The world can't stop talking about Donald Trump's taxes, although I'm sure there will soon be something new that makes us appalled. I have known since early in my working life that the tax laws are skewed towards the wealthy. I paid the highest percentage of my income in taxes during my grad school years, when I was earning the least amount of money; and much of those earnings were grad school assistantships, which Ronald Reagan declared could be taxed about a year before I started grad school.
I have known that Donald Trump had something to hide, since he kept hiding information. Therefore, I'm not surprised when the information makes him look bad. I've known he's a man of questionable character for decades now--so I'm not surprised when his behavior makes him look bad.
Soon we can move on and discuss the debates, and soon we'll be voting.
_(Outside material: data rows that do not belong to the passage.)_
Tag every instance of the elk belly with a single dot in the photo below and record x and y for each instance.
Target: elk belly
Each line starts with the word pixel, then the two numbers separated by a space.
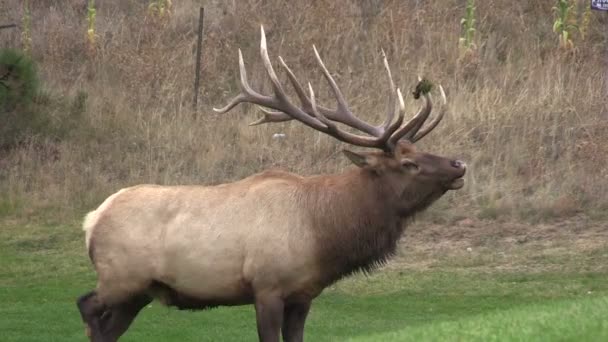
pixel 204 265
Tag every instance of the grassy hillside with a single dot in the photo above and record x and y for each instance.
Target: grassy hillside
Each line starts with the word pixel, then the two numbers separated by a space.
pixel 536 290
pixel 527 116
Hopefully soon after that, we'll have solid, verifiable results.
However, I want to talk about something more pleasant.
Two weeks ago, I tried to write a poem that incorporated Hildegarde of Bingen, but I felt like I was just doing the same thing that I've done before, using the life of a medieval mystic (usually female) to contrast to the lives we're living now.
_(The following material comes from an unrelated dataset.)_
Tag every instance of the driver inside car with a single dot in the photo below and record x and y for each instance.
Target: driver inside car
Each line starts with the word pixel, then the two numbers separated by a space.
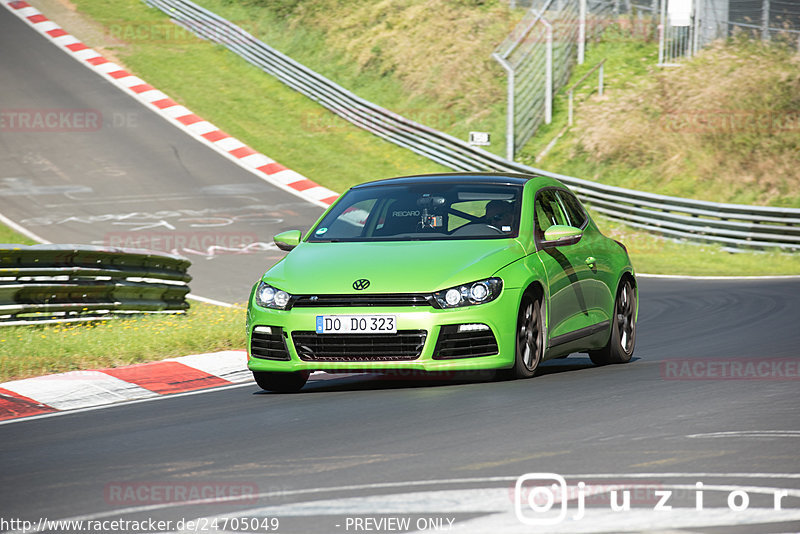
pixel 499 213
This morning, I came at the poem from a completely different angle: what can a medieval mystic teach us about how to live during a time of pandemic? From cloistering to robes to ordering the day--if I lived a different life, a freelance writer kind of life, I'd write it up as an article and hope that I'd get my big break.
Maybe I'd even write a self-help book--but would it get published before there was a vaccine? If there was a vaccine, would there be a need for such a book?
And now I'm thinking of my unpublished book length memoir project, a project which probably reads very differently now. I haven't been working on getting it published. so I'm not broken hearted that it probably won't be published in our current time. It can join the others in my file of "Might Be Useful Some Day" manuscripts. Sigh.
Wait, I said I was going to talk about something more pleasant. Shelved manuscripts probably aren't the most pleasant thing. But the evidence of continuing to show up, continuing to write, even in the face of unpleasant news from the larger world--that is pleasant indeed!